Although the basic embodiment has been described above as one embodiment of the present invention, the present invention can also be applied to other modified examples. For example, FIG. 4 is a cross-sectional view of a condenser showing a second embodiment of the present invention,
3″ is a laser crystal, 4″ is a Xe discharge tube, 11′ and 1
2' is a semi-elliptical condenser. In FIG. 4, although the elliptical dimensions of the semi-elliptical condensers 11' and 12' are different, their focal positions are the same, and the laser crystal 3'' and the Xe discharge tube 4'' are arranged at the focal positions. The inlet and outlet of the nitrogen gas are gaps formed by combining the semi-elliptical condensers 11' and 12', and the pressure drop during the inflow and outflow of the nitrogen gas does not cause a decrease in the flow rate of the nitrogen gas. It's widened. Excitation light from the Xe discharge tube 4'' is emitted in all directions, but since the laser crystal 3'' and the Xe discharge tube 4'' are arranged at the focal point of the ellipse, it is always focused on the laser crystal 3''. Therefore, the amount of excitation light leaking from the nitrogen gas inlet and outlet is extremely small, and the laser efficiency is greatly improved compared to the conventional example.

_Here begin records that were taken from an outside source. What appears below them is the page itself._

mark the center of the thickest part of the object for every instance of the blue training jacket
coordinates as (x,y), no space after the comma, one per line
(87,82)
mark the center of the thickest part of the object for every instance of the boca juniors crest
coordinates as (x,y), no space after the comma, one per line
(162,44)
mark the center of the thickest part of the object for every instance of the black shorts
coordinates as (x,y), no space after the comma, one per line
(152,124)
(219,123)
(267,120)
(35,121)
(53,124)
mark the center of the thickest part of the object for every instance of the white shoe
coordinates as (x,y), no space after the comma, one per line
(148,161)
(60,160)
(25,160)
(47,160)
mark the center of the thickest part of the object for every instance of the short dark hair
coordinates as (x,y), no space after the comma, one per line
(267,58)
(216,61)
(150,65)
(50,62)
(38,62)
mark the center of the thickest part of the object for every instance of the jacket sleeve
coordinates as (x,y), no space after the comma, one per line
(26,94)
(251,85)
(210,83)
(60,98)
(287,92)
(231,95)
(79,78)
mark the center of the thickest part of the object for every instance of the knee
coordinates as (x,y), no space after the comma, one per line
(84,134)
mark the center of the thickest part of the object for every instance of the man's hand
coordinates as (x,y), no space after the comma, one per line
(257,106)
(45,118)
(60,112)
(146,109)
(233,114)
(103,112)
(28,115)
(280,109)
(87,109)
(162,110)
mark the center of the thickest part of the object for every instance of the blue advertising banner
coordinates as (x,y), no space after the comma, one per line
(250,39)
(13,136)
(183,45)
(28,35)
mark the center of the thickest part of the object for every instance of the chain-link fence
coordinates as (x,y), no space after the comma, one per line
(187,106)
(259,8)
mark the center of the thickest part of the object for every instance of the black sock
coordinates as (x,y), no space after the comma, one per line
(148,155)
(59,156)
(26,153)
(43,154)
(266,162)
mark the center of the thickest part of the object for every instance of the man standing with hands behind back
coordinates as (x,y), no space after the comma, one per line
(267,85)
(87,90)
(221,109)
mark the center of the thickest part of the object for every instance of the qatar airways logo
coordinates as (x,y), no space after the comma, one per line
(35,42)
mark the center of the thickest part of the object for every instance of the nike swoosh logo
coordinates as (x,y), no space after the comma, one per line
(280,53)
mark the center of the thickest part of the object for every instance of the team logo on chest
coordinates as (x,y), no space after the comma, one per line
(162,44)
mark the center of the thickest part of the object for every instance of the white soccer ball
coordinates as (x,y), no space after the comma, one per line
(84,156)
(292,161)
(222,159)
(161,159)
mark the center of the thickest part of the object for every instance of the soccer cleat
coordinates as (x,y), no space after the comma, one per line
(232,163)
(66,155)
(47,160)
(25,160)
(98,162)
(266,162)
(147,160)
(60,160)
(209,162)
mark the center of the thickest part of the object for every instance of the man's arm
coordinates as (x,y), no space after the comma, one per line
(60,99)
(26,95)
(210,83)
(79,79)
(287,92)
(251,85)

As explained above, the present invention solves the drawbacks of the conventional laser oscillator in which both ends of the condenser are completely open, such that the amount of excitation light leaks from the condenser and the laser efficiency is poor. This is greatly improved because two condensers with different axial lengths and each having reflective members at both ends are placed opposite each other, and the laser efficiency is further improved, so the power supply for the laser oscillator is significantly downsized. This has the effect of reducing power consumption and significantly extending the operating time, especially in laser oscillators that operate on batteries.

[Brief explanation of the drawing]

FIG. 1 is a sectional view showing a conventional embodiment, FIG. 2 is a sectional view showing a first embodiment of the present invention, and FIG. 3 is a light condensing diagram in the first embodiment of the present invention shown in FIG. FIG. 4 is a cross-sectional view of a condenser in a second embodiment of the present invention. 1, 1'... Laser output side reflecting mirror, 2, 2'...
Glass face plate, 3, 3', 3''...laser crystal, 4,
4', 4''...Xe discharge tube, 5...elliptical condenser, 6,6'...blower, 7,7'...fin,
8, 8'... Glass face plate, 9, 9'... Laser total reflection mirror, 10, 10'... Laser oscillator housing, 1
1, 11', 12, 12'...Semi-elliptical condenser, 1
3, 13', 13'', 13...Reflector.

Claims (1)

[Claims] 1 a laser crystal, an excitation light source that excites the laser crystal, and a laser crystal that includes the laser crystal and the excitation light source;
A laser resonator is provided with a condenser that condenses excitation light from the excitation light source onto the laser crystal, and in which a cooling medium is circulated within the condenser. Two semi-elliptic cylindrical light concentrators are installed opposite each other, and each of the two semi-elliptic cylindrical light concentrators has a reflective plate having a reflecting member provided on the inner surface perpendicular to the axial direction at both ends thereof. A laser oscillator characterized in that the cooling medium is circulated through a gap formed between the ends of the laser oscillator.